While franchisor and network organizations continue to broaden their reach, the travel network service providers TravelSavers and Hickory Travel Systems are facing the potential for consolidation in their sector, which has been decreasing as M&A activity continues to swallow up agency customers. Hickory chairman, president and CEO Bill Chiles is in the process of buying back his 51 percent stake in the company from American Leisure Group. In the buy-back attempt, which Chiles plans to close this month, he is seeking capital investors and possible tie-ups with competitors and possibly selling the company outright over the next two to three years. Possible suitors include travel network marketer YTB International and direct competitor TravelSavers, whose COO Jim Mazza indicated interest to Business Travel News in buying some or all of Hickory should Chiles chose to sell.

Chiles said the Hickory-ALG marriage has not been harmonious. "It's been long overdue and it has been a very serious departure from our way of doing business," he said. "They don't understand our business very well and managing the business is sensitive to personal relationships. They are more of a wheeler-and-dealer type organization." Along with relationship problems, consolidation has hurt Hickory's business. Chiles said a considerable amount of business was lost in the TraveLeaders sale earlier this year, 60 percent of the agencies rolled into Navigant International were part of the Hickory network and 80 percent of HRG's North American acquisitions were serviced by Hickory.

Operationally, Hickory is introducing a reservation modification services reporting system in its 24-hour call centers, which provides a Web-based system for agent productivity, call statistics and data on voids, refunds and exchanges. To augment the company's worldwide hotel program, Chiles is considering opening reservations centers in Europe, Latin America and Asia/Pacific.

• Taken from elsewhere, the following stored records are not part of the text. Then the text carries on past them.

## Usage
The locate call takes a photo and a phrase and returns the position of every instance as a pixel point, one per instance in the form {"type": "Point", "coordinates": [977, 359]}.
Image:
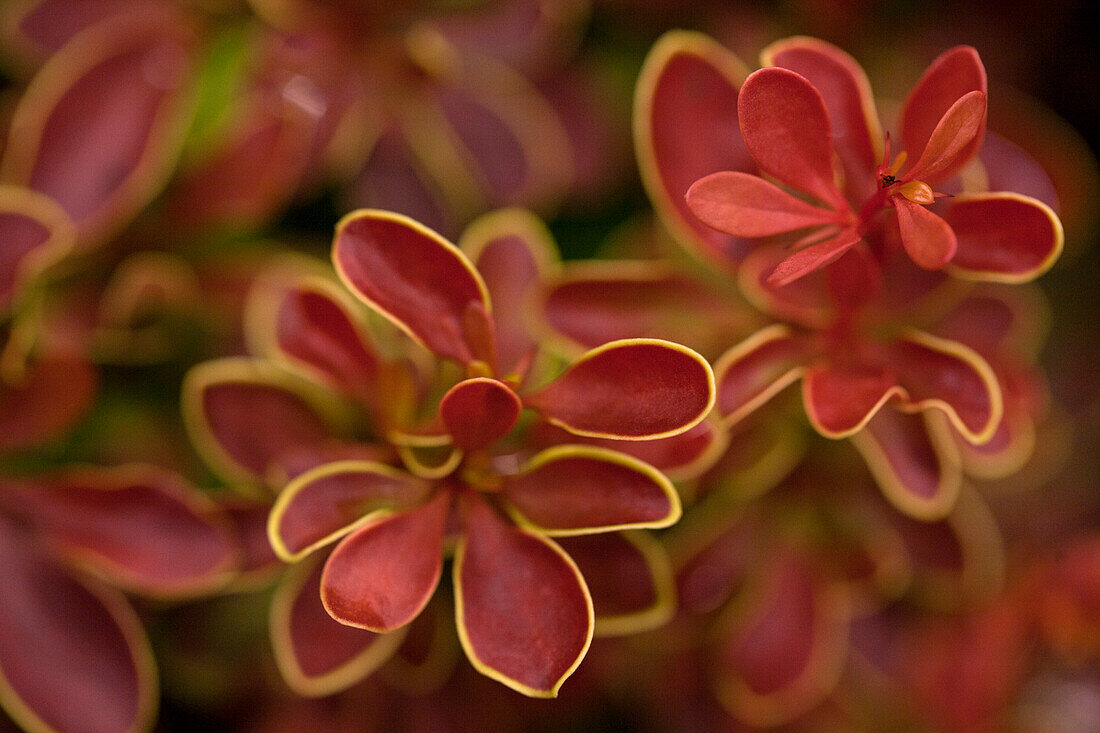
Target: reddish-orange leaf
{"type": "Point", "coordinates": [317, 654]}
{"type": "Point", "coordinates": [839, 398]}
{"type": "Point", "coordinates": [141, 527]}
{"type": "Point", "coordinates": [582, 489]}
{"type": "Point", "coordinates": [636, 389]}
{"type": "Point", "coordinates": [383, 575]}
{"type": "Point", "coordinates": [331, 500]}
{"type": "Point", "coordinates": [479, 411]}
{"type": "Point", "coordinates": [952, 75]}
{"type": "Point", "coordinates": [847, 95]}
{"type": "Point", "coordinates": [757, 369]}
{"type": "Point", "coordinates": [688, 76]}
{"type": "Point", "coordinates": [73, 655]}
{"type": "Point", "coordinates": [416, 279]}
{"type": "Point", "coordinates": [524, 613]}
{"type": "Point", "coordinates": [748, 206]}
{"type": "Point", "coordinates": [785, 127]}
{"type": "Point", "coordinates": [927, 239]}
{"type": "Point", "coordinates": [1003, 237]}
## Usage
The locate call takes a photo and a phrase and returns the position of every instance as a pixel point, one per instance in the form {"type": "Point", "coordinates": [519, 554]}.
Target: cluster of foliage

Direct competitor TravelSavers is concentrating on increasing its staff and technology service offering with a $2 million investment in its Agent24 after-hours call center operation, the former Thor24 service, which it purchased in 2006. In April 2008, the company launched Acclaim Meetings, a meetings and incentives booking tool designed for the midmarket, where the company is concentrating its focus, according to Mazza. During the year, TravelSavers expanded its international membership, including agencies in India, Brazil and most recently Israel. Mazza said outside of Canada, Ireland, Mexico, the United Kingdom and the United States, the company is focused on the corporate travel market.